This is an appeal from a judgment exempting appellee from personal liability upon a note sued on by appellant. Appellee, a married woman, held as her separate property a note secured by a lien on a house and lot. This lien was inferior to a principal note of $1,500 secured by a lien on the same lot and owned by appellant.
Appellee took a conveyance of the property to her reciting a consideration of $3,000 in hand paid and secured to be paid by appellee as follows: "The cancellation and surrender on one note" (etc., the second lien note) "and subject to the unpaid balance of one certain deed of trust note in approximately the sum of $1950 payable to" appellant.
Appellee paid some of the installments due on appellant's note thereafter and failed to pay others. The trial court found that the appellee assumed the first lien note and that she did so "to improve her position" as to the second lien, and that by virtue of her coverture she was not liable upon such assumption.
The case is before us without a statement of facts other than the findings filed by the trial court.
The mere statement in a deed that property is taken "subject to" a note secured by a lien as such property is not conclusive of nonassumption. Therefore in the absence of a statement of facts we must and do assume that the evidence supports the finding of the trial court that such assumption of appellant's note was made.
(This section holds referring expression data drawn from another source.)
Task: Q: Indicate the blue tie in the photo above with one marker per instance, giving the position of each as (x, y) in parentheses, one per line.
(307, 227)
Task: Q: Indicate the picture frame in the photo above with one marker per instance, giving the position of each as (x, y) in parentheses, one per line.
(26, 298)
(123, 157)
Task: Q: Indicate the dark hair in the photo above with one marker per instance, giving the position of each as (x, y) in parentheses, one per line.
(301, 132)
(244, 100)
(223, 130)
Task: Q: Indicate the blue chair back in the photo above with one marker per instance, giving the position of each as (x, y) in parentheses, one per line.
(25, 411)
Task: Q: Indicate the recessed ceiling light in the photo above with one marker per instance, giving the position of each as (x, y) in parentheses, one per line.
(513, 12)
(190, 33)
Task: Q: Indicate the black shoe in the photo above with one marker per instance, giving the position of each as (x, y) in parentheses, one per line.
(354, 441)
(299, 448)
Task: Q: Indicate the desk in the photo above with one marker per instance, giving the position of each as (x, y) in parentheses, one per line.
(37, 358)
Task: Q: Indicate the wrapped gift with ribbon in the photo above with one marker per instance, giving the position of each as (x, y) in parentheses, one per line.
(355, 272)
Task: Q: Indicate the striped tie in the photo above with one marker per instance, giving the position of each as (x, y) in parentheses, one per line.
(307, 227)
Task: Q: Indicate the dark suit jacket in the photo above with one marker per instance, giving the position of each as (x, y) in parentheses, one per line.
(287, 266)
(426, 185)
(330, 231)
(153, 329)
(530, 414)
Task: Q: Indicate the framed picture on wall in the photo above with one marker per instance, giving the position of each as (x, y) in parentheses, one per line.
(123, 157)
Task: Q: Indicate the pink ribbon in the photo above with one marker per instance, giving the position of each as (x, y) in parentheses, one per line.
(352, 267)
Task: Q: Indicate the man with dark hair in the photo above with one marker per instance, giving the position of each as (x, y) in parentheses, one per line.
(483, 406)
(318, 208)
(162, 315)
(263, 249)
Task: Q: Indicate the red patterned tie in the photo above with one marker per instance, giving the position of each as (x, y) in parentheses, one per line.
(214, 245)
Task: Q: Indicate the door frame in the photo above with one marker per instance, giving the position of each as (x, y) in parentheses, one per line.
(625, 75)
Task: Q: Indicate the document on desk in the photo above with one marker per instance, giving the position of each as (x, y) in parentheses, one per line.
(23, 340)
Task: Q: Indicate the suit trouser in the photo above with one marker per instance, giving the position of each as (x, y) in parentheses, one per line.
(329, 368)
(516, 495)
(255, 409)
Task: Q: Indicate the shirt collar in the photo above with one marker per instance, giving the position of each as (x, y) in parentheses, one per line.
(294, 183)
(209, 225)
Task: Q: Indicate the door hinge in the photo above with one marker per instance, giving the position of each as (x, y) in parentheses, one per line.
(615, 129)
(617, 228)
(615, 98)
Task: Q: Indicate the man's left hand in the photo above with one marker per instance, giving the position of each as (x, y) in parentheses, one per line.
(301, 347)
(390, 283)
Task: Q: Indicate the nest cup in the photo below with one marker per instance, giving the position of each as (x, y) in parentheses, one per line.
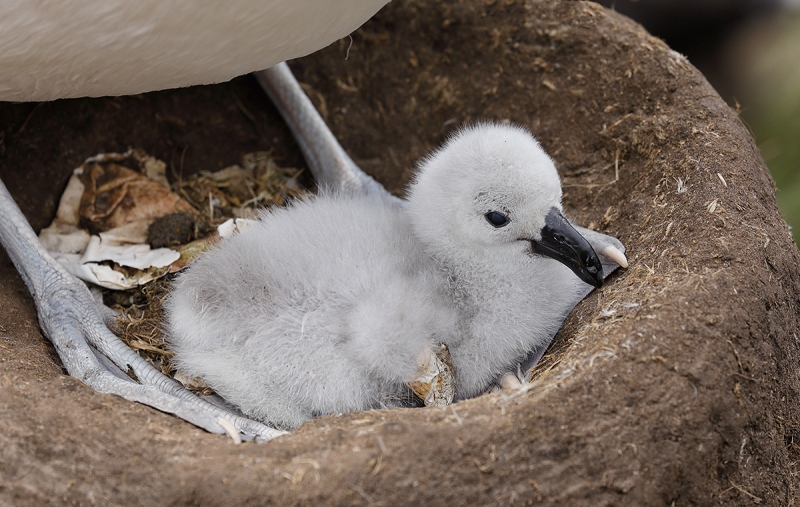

Does appellee's coverture relieve her? That the contract to pay is executory is no defense. Whatever may have been the deductions drawn from language in earlier opinions, such as Guest v. Cox (Tex.Civ.App.)34 S.W.2d 301, this question is settled adversely to appellee's contention by our Supreme Court in Levin v. Jeffers, 52 S.W.2d 81. We understand that the many-times announced proposition that a married woman is not bound upon purchase-money notes given to acquire a separate estate, Akin v. Thompson (Tex.Civ.App.) 196 S.W. 625, is yet the law.
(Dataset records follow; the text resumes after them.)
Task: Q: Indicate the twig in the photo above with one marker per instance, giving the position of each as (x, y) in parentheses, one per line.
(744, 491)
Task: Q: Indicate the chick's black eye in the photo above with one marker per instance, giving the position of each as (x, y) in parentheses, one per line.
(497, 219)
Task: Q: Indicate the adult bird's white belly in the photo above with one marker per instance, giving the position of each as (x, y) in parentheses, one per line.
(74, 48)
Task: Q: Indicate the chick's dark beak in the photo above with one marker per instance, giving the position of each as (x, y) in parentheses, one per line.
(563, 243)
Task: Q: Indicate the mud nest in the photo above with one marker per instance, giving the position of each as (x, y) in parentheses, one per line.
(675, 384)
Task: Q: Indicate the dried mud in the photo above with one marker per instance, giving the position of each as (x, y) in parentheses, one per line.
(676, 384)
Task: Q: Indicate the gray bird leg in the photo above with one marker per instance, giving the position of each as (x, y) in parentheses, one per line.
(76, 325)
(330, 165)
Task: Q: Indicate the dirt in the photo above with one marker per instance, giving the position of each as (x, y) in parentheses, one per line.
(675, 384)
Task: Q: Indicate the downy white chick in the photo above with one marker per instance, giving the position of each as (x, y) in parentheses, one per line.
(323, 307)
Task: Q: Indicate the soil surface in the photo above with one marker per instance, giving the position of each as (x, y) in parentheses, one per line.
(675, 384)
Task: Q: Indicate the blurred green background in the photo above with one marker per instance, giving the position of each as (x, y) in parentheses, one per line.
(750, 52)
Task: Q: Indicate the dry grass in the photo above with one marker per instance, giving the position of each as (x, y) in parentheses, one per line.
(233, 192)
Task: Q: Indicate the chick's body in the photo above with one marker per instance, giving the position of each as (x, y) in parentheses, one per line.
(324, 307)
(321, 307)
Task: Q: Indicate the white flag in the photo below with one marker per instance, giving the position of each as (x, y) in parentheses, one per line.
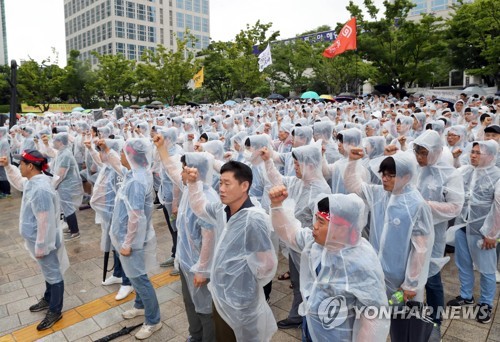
(265, 58)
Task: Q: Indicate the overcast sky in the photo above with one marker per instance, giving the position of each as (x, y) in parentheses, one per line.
(35, 27)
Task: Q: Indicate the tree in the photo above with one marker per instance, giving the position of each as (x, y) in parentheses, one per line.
(114, 78)
(40, 84)
(78, 83)
(474, 39)
(403, 51)
(170, 71)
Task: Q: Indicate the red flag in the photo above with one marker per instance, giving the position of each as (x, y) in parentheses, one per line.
(346, 40)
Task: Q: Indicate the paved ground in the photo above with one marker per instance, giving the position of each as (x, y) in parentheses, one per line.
(91, 311)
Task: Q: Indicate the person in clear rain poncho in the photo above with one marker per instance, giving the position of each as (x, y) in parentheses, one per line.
(39, 226)
(441, 186)
(475, 243)
(339, 269)
(196, 240)
(302, 189)
(103, 200)
(400, 222)
(244, 259)
(67, 182)
(4, 152)
(132, 232)
(168, 193)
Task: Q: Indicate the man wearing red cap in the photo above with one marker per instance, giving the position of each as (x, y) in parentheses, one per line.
(39, 226)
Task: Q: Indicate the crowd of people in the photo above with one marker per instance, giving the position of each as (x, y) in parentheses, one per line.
(364, 198)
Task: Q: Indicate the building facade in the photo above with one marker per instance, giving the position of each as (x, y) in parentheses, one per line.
(440, 8)
(4, 59)
(131, 27)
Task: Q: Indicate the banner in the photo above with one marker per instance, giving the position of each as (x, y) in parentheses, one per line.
(265, 58)
(346, 40)
(54, 107)
(198, 79)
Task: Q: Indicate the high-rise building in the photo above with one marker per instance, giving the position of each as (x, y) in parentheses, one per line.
(3, 35)
(131, 27)
(440, 8)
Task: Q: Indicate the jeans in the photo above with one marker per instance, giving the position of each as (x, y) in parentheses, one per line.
(435, 295)
(145, 298)
(201, 326)
(54, 294)
(118, 270)
(463, 260)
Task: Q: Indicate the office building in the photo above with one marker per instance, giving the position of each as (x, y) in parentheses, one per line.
(3, 35)
(131, 27)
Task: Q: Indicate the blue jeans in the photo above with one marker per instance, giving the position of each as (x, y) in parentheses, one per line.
(463, 261)
(54, 294)
(435, 295)
(118, 270)
(145, 298)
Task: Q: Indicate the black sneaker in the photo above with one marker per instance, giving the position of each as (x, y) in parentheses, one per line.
(459, 301)
(484, 313)
(40, 306)
(50, 319)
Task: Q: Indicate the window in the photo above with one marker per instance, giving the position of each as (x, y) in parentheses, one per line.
(142, 48)
(131, 31)
(141, 32)
(197, 23)
(119, 29)
(197, 6)
(180, 20)
(132, 51)
(141, 12)
(204, 24)
(205, 41)
(151, 14)
(204, 6)
(151, 34)
(189, 21)
(130, 10)
(119, 8)
(120, 48)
The acquisition of real estate and the signing of notes therefor, if done to protect an already existent separate estate, i. e., as an exercise of the use and control given her by statute (article 4614, R.S. as amended by Acts 1929, c. 32, § 1 [Vernon's Ann.Civ.St. art. 46141), of her other separate property, is not in conflict with Akin v. Thompson, supra, and is, we believe, fully supported by Levin v. Jeffers, supra. We can perceive no difference between buying real estate as an exercise of the use of other separate property and buying oil in such use. Cauble v. Beaver-Electra Refining Co., 115 Tex. 1, 274 S.W. 120, or insurance, Gohlman Co. v. Whittle, 114 Tex. 548, 273 S.W. 808.
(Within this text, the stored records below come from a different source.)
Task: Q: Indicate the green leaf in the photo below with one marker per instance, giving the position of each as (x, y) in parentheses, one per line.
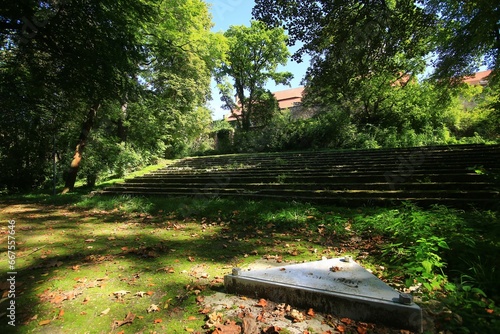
(427, 266)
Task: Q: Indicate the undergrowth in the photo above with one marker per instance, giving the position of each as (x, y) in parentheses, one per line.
(438, 253)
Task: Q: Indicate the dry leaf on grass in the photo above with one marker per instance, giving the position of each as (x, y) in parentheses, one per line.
(262, 303)
(153, 308)
(106, 311)
(128, 320)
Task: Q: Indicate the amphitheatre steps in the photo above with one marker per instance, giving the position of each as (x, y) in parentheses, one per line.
(456, 175)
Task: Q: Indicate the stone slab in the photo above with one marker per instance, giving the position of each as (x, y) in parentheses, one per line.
(338, 286)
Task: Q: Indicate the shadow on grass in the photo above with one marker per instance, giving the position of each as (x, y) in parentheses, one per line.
(74, 252)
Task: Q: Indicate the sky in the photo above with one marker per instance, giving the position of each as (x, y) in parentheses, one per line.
(226, 13)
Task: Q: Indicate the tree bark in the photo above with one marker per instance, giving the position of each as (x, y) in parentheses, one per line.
(82, 142)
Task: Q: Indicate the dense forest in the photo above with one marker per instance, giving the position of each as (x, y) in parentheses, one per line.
(95, 88)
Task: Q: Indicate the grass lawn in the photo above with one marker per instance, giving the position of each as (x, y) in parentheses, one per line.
(96, 264)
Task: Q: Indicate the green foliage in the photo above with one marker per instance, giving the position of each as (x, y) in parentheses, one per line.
(143, 66)
(251, 61)
(467, 38)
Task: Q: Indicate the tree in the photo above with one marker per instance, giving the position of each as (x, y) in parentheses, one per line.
(469, 37)
(65, 60)
(359, 49)
(252, 60)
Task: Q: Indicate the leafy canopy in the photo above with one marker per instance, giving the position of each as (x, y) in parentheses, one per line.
(252, 60)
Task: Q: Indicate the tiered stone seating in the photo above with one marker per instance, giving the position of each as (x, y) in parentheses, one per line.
(457, 175)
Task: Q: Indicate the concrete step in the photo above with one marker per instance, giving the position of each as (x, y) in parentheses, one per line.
(425, 175)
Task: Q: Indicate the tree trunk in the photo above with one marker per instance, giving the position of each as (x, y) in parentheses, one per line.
(82, 142)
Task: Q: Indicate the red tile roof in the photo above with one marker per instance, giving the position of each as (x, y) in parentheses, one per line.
(477, 78)
(286, 99)
(289, 97)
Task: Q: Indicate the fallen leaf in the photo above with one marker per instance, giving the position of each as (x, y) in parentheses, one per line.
(262, 303)
(120, 293)
(44, 322)
(153, 308)
(140, 293)
(106, 311)
(128, 320)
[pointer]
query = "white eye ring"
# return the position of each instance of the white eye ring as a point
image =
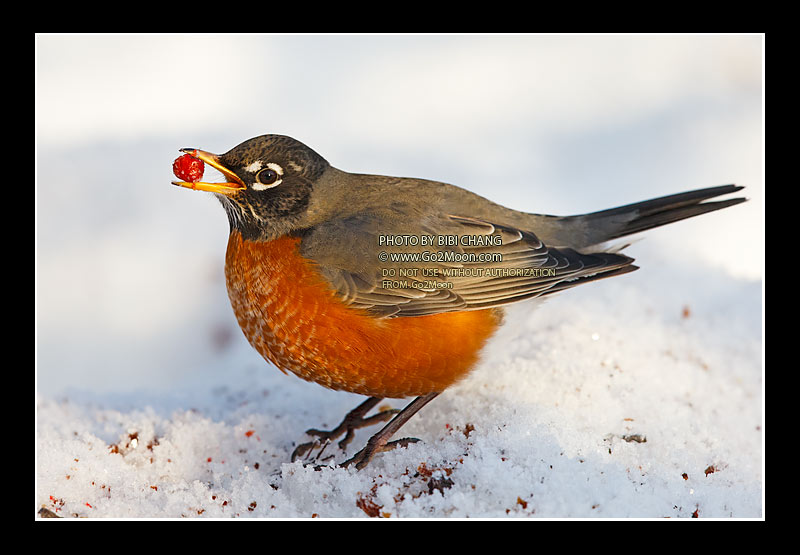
(258, 186)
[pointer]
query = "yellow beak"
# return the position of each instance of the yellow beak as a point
(233, 185)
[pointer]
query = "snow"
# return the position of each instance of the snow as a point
(547, 426)
(640, 396)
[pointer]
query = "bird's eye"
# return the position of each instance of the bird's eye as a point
(267, 176)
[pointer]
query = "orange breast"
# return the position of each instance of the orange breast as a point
(295, 320)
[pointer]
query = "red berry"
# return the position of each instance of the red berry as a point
(188, 168)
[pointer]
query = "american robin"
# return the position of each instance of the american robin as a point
(388, 286)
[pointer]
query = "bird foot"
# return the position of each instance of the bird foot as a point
(353, 421)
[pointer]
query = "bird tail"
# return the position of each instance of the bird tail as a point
(606, 225)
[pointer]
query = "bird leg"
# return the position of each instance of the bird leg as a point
(352, 421)
(380, 441)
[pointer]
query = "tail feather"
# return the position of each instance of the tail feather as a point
(606, 225)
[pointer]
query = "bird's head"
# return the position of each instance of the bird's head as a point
(269, 181)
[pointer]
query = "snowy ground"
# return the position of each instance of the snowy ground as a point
(635, 397)
(150, 403)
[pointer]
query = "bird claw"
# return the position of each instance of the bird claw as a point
(353, 421)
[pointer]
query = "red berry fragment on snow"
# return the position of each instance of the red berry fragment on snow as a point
(188, 168)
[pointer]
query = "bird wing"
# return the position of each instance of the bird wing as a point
(487, 265)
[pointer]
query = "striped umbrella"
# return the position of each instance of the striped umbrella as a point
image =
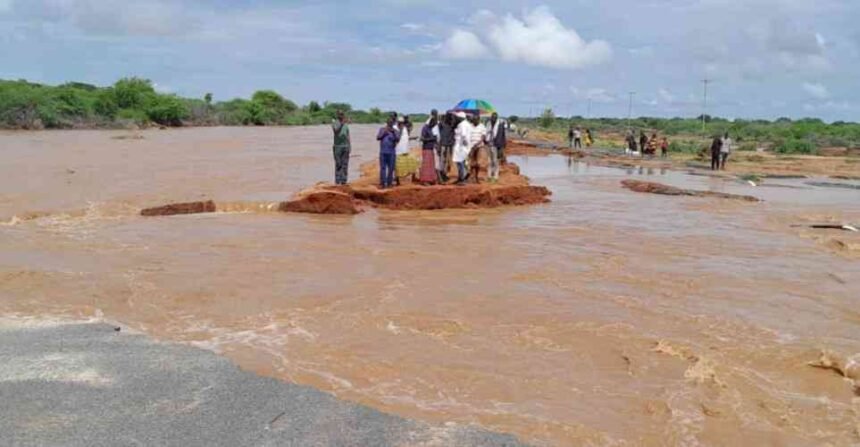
(475, 106)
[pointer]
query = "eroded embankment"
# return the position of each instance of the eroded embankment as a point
(512, 189)
(659, 188)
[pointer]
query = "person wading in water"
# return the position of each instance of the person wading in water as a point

The acquiring of title to this land could have been either as an independent investment or as a part of the management by appellee of her note. The trial judge who heard the witnesses has found that the acquisition of the land was in the effort "to improve her condition as to the second lien she had purchased" thereon, by which finding we understand that the moving purpose which induced appellee to assume the payment of this first lien was an effort to avoid injury to her separate property, the second lien.
The judgment of the trial court is reversed and remanded to the trial court for proceedings not inconsistent with this opinion.